Endobacteria in the diatom Pinnularia (Bacillariophyceae). I. 'Scattered ct-nucleoids' explainsed DAPI-DNA complexes stem from exoplastidial bacteria boring into the chloroplasts

• Published in: Journal of phycology Vol. 39; no. 1; pp. 122 - 138
• Main Author: Schmid, A M
• Format: Journal Article
• Language: English
• Published: 01.02.2003
• Subjects: Freshwater; Pennales; Pinnularia nobilis; Proteobacteria
• ISSN: 0022-3646
• DOI: 10.1046/j.1529-8817.2003.02084.x

A local strain of the pennate diatom Pinnularia cf. 'nobilis' was investigated using cytochemistry and fluorescence and EM techniques. The regular perforation of the chloroplasts of P. 'nobilis' and the lack of a typical diatom pyrenoid were confirmed at the ultrastructural level. Cavities and channels in the complex secondary plastid were found to harbor symbiotic bacteria, and their DNA elicited DAPI fluorescence. Wheat germ agglutinin, labeling bacteria walls, elicited a similar fluorescence pattern. Previous speculation that the apochlorotic DNA-positive dots in the plastids of several Pinnularia species are 'scattered ct-nucleoids' is thus refuted.
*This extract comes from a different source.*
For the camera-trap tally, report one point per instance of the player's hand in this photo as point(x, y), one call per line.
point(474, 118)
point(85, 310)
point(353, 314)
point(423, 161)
Bacteria were rod shaped and gram negative. They resided in the lumen of the endoplasmic reticulum (ER) during host interphase confined to the specialized ER compartment housing the secondary plastid, that is, to the space between the third and the fourth membrane profile, encircling the chloroplast. TEM images of chemically and cryofixed cells revealed that cavities resulted from the interaction of bacteria with the plastid according to the following sequence, alignment, attachment, deformation, and disintegration. This occurred without visible injury to the primary chloroplast envelope or the relict cell membrane of the reduced ancestral red alga that surrounds the chloroplast. The patterned arrangement of bacteria suggests recognition sites on the vestigial cell membrane, thought to interact with surface groups on the bacteria. The intimate association between bacteria and secondary plastid inside the common specialized ER cisterna suggests they form a functional unit. Comparison of thylakoid profiles, disrupted by bacteria in Pinnularia, with those disrupted by the pyrenoid in other pennate diatoms (e.g. Trachyneis) revealed a significant ultrastructural resemblance. No aposymbiotic Pinnularia cells were found at the sampling site.